Ein Angeklagter hat das Recht persönlich vor Gericht zu erscheinen

Aus verschiedenen nationalen Rechtstexten und aus dem Grundsatz, dass einer Person ein fairer Prozess geboten werden muss, entspringt der Grundsatz, dass ein Angeklagter die Möglichkeit haben muss persönlich vor seinem Richter zu erscheinen, auch wenn er durch einen Anwalt begleitet wird.

Auch wenn dieses Recht nicht unbegrenzt ist, muss ein Richter einem Vertagungsantrag trotzdem immer dann stattgeben, wenn der Beschuldigte plausibel darlegt, dass er krank ist und somit nicht an der Sitzung teilnehmen kann

(Kass., 13/06/2023, P.23.0316.N)

Die Höhe der Kaution darf auch dem Gewinn aus den vorgeworfenen Straftaten Rechnung tragen

Das Gesetz sieht vor, dass eine Kaution, die ein vorläufig Festgenommener zahlen muss, um freigelassen zu werden, den finanziellen Möglichkeiten dieser Person Rechnung trägt.

Bei den finanziellen Möglichkeiten des Gefangen handelt sich nicht nur um seine legalen Einkünfte, sondern auch um die Einkünfte, die er aus den strafbaren Handlungen gezogen haben könnte.

Die Anklagekammer darf die Kaution auf 20.000 € festlegen, wenn beachtlichen Mengen Kokain beschlagnahmt wurden.(Kass., 14/06/2023, P.23.0817.F)

Windräder im Agrargebiet : Der Verfassungsgerichtshof äußert sich

Im Rahmen des alten Urbanismus- und Städtebaugesetzbuches (C.W.A.T.U.P.) war es grundsätzlich verboten Windkrafträder im Agrargebiet anzubringen. 

Um trotzdem Windräder in einem Agrargebiet zu bauen, benötigte man eine Ausnahmegenehmigung der zuständigen Behörden. 

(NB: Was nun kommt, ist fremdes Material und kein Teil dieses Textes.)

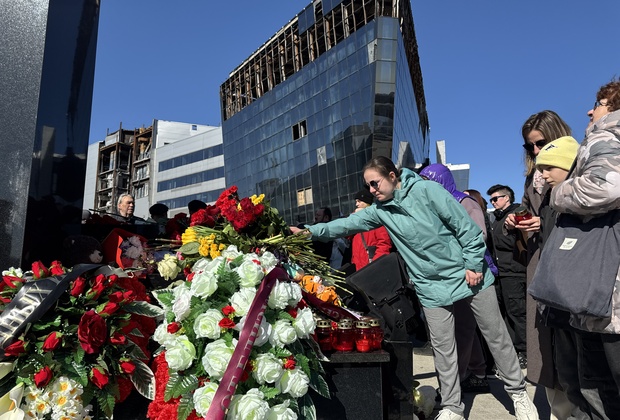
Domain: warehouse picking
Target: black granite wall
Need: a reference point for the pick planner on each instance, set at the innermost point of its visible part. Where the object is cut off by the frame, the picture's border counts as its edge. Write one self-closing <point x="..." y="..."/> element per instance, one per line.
<point x="47" y="65"/>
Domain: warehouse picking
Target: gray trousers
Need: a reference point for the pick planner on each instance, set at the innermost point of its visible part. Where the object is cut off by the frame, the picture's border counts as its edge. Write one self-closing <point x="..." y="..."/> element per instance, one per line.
<point x="441" y="329"/>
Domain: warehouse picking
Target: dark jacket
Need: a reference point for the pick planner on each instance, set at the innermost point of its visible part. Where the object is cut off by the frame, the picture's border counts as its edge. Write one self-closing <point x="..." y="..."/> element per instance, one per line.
<point x="510" y="247"/>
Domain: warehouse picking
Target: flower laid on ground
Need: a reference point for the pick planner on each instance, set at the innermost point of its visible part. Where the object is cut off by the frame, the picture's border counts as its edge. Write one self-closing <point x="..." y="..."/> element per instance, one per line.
<point x="204" y="317"/>
<point x="250" y="224"/>
<point x="87" y="349"/>
<point x="232" y="257"/>
<point x="133" y="252"/>
<point x="315" y="285"/>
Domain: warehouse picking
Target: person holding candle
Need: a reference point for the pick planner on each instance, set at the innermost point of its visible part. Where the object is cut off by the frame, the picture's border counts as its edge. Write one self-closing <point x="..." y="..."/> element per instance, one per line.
<point x="444" y="252"/>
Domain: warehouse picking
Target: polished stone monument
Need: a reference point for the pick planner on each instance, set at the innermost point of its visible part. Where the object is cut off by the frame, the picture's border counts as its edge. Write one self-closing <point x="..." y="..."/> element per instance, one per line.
<point x="47" y="66"/>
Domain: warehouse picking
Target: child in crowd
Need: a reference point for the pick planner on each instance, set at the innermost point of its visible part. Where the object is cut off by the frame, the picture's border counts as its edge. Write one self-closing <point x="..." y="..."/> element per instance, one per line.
<point x="554" y="161"/>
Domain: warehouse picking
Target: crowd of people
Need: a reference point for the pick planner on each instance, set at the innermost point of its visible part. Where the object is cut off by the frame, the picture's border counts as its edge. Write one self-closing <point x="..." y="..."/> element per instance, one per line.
<point x="472" y="274"/>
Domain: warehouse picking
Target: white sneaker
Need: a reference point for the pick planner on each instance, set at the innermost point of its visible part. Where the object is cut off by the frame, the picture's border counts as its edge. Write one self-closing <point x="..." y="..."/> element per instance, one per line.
<point x="446" y="414"/>
<point x="524" y="407"/>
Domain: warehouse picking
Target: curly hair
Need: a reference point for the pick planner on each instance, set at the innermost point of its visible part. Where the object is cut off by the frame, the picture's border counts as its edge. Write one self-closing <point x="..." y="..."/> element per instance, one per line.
<point x="382" y="165"/>
<point x="611" y="92"/>
<point x="550" y="125"/>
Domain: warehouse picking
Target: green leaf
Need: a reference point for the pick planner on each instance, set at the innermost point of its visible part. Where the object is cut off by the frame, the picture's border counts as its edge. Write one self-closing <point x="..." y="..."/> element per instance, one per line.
<point x="269" y="391"/>
<point x="306" y="408"/>
<point x="186" y="406"/>
<point x="143" y="379"/>
<point x="318" y="383"/>
<point x="106" y="403"/>
<point x="143" y="308"/>
<point x="164" y="296"/>
<point x="79" y="354"/>
<point x="42" y="326"/>
<point x="190" y="248"/>
<point x="82" y="373"/>
<point x="303" y="363"/>
<point x="178" y="385"/>
<point x="136" y="352"/>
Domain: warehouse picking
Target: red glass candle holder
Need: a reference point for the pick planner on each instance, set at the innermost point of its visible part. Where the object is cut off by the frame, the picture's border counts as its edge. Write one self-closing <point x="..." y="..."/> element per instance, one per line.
<point x="377" y="333"/>
<point x="344" y="337"/>
<point x="363" y="337"/>
<point x="324" y="335"/>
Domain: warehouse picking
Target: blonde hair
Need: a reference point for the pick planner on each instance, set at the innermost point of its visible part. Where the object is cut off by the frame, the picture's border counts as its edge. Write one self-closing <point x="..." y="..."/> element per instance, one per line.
<point x="550" y="125"/>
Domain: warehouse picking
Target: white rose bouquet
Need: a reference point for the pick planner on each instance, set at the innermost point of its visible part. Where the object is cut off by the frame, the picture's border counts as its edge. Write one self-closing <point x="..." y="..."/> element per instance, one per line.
<point x="237" y="331"/>
<point x="204" y="317"/>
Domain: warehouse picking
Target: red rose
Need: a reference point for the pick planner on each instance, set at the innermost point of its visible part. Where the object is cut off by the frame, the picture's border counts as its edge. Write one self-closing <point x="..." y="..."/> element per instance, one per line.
<point x="118" y="339"/>
<point x="133" y="285"/>
<point x="99" y="377"/>
<point x="15" y="349"/>
<point x="227" y="310"/>
<point x="112" y="280"/>
<point x="128" y="367"/>
<point x="56" y="268"/>
<point x="43" y="377"/>
<point x="97" y="288"/>
<point x="52" y="341"/>
<point x="78" y="286"/>
<point x="11" y="282"/>
<point x="92" y="332"/>
<point x="110" y="308"/>
<point x="226" y="323"/>
<point x="116" y="297"/>
<point x="173" y="327"/>
<point x="39" y="271"/>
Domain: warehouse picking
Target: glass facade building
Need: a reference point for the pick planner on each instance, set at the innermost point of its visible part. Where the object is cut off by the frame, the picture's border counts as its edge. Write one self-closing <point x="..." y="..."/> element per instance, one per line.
<point x="338" y="85"/>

Das Gesetzbuch über die räumliche Entwicklung, welches den C.W.A.T.U.P. ersetzt hat, sieht vor, dass unter gewissen Voraussetzungen Windkrafträder im Agrargebiet gebaut werden können, ohne dass eine Ausnahmegenehmigung notwendig ist.

Der Staatsrat stellte sich die Frage, ob diese Bestimmung nicht das Standstillprinzip verletzt, welches verlangt, dass eine Gesetzgebung, ohne triftigen Grund, keinen signifikanten Rückschritt im Umweltschutz auf den Weg bringen kann, wenn es dafür keinen triftigen Grund gibt.

Der Verfassungsgerichtshof validierte die neue Gesetzgebung und sah keine Verletzung des Standstillprinzips.